While new threats will continue to be found, like blockchain poisoning, much of the focus in cybersecurity remains on hackers, phishing, malware and ransomware, but in reality, the greatest threat is the insider one – the chance that one of your own staff could leak data either accidentally or maliciously. Until recently the law protected employers from being held liable for the illegal actions of their employees, but a recent ruling against Morrisons supermarket in the UK as changed this. Previously, organizations could not be held liable for criminal actions taken by their employees, but the Morrisons ruling means that the chain could be held vicariously liable and it now faces a huge potential payout to the 100,000 employees whose personal data was compromised when an internal auditor posted it online.
The judge in the Morrisons case accepted that this was a significant burden to bear, but suggested that it should be covered in future as part of an organisation’s business or cyber insurance. Obviously, this will result in increased premiums or further policy exclusions. The problem is that few business insurance policies cover cyber risks and not enough organisations have cyber insurance.

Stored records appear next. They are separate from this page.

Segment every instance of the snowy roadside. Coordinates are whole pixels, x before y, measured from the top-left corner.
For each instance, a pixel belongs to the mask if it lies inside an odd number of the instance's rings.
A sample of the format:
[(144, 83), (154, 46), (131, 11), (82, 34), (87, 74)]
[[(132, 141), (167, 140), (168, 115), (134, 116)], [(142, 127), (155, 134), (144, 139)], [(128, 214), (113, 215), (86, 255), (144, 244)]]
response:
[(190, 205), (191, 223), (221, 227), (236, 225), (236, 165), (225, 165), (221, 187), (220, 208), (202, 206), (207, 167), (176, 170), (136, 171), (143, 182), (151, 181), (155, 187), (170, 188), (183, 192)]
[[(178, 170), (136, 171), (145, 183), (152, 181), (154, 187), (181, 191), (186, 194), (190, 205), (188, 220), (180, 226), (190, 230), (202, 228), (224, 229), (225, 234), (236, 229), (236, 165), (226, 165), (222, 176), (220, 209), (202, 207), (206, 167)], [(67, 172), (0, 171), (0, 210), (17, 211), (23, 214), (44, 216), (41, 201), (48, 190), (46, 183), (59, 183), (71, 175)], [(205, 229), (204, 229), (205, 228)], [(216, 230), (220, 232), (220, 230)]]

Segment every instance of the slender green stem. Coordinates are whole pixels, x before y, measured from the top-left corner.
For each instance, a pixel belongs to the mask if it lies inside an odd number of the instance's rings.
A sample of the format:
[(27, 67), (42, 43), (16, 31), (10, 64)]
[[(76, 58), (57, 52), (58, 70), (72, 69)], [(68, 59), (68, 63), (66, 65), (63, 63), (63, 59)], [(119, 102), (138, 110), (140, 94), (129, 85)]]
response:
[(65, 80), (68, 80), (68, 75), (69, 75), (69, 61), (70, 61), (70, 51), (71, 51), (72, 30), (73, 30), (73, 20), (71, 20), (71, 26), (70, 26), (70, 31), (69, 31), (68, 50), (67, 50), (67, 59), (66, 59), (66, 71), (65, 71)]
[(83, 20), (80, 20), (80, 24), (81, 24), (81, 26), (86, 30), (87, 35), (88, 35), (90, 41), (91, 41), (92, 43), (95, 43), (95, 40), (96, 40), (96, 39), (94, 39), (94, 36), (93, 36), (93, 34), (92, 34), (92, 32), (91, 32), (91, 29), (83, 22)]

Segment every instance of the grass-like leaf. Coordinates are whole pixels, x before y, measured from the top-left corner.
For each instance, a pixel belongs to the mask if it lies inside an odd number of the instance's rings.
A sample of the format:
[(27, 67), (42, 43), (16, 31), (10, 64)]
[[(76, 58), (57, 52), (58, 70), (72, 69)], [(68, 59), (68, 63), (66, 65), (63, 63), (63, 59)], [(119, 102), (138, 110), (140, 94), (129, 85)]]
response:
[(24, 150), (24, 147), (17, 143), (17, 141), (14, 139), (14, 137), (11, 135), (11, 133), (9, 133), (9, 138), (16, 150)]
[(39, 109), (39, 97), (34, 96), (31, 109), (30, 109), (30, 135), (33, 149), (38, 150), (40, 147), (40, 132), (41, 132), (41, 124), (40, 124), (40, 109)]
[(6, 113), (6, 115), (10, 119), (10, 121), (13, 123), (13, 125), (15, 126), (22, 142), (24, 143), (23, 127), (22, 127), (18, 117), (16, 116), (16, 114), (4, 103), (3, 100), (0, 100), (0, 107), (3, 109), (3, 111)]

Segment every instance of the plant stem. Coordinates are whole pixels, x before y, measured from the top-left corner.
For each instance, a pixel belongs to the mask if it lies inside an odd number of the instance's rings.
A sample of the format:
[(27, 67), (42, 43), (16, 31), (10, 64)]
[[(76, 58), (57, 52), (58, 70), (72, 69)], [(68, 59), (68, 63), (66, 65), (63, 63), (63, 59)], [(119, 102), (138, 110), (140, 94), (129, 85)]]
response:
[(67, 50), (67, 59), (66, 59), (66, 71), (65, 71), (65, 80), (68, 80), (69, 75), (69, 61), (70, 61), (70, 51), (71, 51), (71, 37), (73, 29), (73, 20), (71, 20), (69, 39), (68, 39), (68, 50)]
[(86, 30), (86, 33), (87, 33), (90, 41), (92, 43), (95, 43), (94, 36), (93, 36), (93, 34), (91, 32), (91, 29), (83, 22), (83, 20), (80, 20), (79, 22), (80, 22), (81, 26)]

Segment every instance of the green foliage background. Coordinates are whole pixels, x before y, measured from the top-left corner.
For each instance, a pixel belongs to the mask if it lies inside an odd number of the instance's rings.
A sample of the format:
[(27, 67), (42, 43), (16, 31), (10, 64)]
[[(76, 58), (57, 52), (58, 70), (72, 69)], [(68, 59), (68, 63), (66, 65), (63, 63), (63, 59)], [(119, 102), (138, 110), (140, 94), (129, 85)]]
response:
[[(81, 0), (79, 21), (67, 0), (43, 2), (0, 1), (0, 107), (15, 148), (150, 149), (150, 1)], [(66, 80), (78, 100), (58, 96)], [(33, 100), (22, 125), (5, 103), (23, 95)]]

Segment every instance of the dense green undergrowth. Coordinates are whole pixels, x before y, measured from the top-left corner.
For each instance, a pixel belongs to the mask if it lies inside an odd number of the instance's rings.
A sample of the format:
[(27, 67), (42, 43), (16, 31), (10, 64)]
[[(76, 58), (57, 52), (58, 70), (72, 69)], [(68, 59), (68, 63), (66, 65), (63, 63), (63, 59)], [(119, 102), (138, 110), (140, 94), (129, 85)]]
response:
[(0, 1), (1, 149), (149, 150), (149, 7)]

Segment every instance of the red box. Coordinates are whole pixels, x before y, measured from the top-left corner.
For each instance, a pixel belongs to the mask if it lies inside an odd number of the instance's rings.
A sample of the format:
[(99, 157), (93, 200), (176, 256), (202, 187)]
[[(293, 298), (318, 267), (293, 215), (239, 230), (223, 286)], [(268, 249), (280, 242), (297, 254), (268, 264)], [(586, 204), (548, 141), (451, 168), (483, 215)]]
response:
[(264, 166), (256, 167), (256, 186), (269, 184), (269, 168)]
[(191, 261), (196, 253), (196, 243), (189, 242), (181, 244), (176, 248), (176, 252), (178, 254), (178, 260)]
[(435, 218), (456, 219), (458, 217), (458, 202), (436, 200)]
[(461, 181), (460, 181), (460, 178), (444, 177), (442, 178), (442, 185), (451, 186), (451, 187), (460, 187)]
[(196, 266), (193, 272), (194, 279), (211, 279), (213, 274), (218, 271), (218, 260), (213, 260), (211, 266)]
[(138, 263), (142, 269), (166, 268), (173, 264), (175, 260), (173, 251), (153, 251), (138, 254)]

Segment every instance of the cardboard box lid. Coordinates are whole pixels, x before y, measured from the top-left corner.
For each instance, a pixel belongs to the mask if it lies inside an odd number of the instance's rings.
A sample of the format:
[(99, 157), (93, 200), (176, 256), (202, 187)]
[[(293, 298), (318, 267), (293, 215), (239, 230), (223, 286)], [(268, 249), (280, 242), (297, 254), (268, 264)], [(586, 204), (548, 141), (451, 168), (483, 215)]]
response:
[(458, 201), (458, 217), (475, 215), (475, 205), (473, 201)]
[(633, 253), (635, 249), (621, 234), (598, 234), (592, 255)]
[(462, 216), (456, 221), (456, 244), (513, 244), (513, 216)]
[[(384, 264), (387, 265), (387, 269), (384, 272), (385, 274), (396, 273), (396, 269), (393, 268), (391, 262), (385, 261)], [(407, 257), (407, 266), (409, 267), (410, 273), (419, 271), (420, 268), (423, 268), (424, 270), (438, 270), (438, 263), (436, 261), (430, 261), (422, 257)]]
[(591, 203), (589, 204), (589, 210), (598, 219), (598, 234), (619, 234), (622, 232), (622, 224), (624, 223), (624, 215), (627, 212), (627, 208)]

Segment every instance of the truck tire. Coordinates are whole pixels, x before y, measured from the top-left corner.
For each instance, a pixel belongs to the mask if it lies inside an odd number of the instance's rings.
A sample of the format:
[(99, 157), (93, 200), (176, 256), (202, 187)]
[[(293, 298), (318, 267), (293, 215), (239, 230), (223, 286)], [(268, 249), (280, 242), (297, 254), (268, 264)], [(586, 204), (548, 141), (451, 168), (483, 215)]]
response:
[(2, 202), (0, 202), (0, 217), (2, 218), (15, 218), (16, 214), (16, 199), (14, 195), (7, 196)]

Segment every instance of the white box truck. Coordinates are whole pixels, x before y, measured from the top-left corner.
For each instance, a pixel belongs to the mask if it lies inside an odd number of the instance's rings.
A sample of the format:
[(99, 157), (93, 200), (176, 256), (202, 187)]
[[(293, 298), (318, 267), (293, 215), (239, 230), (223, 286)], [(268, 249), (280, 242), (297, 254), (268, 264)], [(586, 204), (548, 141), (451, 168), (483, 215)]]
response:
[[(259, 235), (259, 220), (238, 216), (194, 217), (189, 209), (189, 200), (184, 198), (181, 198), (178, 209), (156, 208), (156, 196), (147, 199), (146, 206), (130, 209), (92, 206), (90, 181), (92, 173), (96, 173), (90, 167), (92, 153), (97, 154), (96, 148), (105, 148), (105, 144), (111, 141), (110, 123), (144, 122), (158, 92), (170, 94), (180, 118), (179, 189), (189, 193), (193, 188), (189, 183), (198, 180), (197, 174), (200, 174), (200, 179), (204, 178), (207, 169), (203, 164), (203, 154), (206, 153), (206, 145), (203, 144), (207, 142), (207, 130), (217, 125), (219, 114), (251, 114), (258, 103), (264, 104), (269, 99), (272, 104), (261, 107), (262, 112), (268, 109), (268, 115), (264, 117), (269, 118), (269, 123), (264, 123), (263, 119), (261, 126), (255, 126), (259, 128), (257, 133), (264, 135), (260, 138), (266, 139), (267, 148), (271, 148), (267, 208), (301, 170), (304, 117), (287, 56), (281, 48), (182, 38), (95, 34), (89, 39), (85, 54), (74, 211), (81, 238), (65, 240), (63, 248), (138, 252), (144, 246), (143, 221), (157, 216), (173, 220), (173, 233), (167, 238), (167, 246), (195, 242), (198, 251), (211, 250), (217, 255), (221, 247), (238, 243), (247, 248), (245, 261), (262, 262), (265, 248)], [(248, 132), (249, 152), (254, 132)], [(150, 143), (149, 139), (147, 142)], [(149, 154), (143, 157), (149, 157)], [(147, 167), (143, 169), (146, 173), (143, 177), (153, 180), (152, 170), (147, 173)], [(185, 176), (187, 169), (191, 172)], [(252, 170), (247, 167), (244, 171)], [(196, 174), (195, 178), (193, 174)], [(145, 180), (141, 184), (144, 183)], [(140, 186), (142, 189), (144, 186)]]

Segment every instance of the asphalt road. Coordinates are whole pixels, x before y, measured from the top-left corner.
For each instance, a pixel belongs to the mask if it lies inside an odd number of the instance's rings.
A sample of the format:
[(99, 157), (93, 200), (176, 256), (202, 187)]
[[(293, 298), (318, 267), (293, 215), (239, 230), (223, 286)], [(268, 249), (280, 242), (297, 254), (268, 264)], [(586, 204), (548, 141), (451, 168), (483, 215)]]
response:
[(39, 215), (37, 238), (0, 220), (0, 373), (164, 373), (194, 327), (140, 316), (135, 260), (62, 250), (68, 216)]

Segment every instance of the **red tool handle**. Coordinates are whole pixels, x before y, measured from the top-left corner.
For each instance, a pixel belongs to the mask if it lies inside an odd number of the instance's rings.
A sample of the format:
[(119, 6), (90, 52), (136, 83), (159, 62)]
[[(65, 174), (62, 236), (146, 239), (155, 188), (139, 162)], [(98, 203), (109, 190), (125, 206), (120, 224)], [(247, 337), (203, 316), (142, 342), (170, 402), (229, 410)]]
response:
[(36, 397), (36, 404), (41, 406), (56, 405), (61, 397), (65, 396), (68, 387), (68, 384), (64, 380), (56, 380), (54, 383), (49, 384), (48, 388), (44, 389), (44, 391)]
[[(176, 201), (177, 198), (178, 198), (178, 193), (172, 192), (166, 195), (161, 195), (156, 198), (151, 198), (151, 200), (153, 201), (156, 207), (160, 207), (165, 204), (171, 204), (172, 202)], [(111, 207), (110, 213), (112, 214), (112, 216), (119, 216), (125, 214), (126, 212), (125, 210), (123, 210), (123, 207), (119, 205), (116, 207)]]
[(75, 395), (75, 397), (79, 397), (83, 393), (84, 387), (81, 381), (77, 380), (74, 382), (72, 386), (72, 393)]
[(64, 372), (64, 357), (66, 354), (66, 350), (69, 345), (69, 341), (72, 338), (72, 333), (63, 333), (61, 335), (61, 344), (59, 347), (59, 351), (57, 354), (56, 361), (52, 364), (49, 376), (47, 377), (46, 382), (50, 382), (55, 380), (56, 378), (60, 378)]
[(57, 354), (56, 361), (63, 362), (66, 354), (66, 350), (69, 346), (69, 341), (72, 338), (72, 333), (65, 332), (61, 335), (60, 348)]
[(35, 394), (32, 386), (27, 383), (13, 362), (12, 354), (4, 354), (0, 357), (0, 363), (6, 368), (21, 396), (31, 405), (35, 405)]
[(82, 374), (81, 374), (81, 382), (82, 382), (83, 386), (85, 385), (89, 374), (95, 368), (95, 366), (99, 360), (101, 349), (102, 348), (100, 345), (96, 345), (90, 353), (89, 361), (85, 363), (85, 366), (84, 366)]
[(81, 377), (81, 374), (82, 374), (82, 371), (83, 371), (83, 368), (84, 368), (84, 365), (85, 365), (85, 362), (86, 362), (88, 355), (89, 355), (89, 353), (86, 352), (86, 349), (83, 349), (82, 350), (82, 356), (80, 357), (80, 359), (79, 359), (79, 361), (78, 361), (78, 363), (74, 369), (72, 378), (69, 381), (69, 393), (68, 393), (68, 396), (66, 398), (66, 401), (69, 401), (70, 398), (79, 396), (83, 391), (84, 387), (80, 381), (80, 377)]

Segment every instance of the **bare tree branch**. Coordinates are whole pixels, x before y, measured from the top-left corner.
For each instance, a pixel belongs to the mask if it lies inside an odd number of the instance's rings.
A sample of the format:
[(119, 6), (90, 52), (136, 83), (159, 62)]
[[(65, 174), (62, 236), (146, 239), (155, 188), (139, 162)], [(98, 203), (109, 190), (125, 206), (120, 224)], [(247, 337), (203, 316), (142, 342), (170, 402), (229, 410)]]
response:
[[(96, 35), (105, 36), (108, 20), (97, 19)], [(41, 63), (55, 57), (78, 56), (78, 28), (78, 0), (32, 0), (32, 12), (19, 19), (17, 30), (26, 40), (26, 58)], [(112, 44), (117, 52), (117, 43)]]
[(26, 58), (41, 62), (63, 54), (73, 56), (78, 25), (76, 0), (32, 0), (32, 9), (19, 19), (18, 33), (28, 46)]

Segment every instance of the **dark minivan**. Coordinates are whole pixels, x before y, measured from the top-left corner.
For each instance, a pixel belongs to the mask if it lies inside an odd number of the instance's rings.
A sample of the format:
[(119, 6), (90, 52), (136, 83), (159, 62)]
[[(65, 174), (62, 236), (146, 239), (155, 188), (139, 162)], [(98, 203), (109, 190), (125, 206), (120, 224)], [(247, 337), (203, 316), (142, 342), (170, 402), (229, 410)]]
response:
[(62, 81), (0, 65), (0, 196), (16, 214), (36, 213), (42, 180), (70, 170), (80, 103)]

The cyber insurance sector is predicted to be a massive growth area as the range and scope of threats increases. This is in turn spawning a new set of businesses called cyber risk ratings agencies that seek to benchmark an organisation’s risk position by providing a risk rating that is meant to work in much the same way that credit ratings already work.
Most of these risk ratings agencies conduct remote tests of a firm’s externally facing endpoints for known vulnerabilities. However not only does this not give a picture of the internal security profile, but often a firm can outsource its web site to a marketing agency as well as outsourcing other elements of its infrastructure to other third parties, thereby making it hard to know who is running what and how.
The CTO at RedSeal has said that this kind of score “taken from the outside looking in, is similar to rating the fire risk to a building based on a photograph from across the street. You can, of course, establish some important things about the quality of a building from a photograph, but it’s no substitute for really being able to inspect it from the inside.”
Not only are cyber premiums often based on such crude metrics, but the extent of the cover varies widely. You need to be sure exactly what aspects any technical restitution will be covered and whether cover extends to regulatory fines and cyber litigation (from either customers or shareholders) and if it also extends to reputational protection and crisis management.
Even assuming that organisations are already taking all taking whatever measured they can to protect their systems, it is a never-ending battle and nobody is ever 100% secure. Maybe one day cyber insurance will be mandatory, just as business insurance and car insurance are today.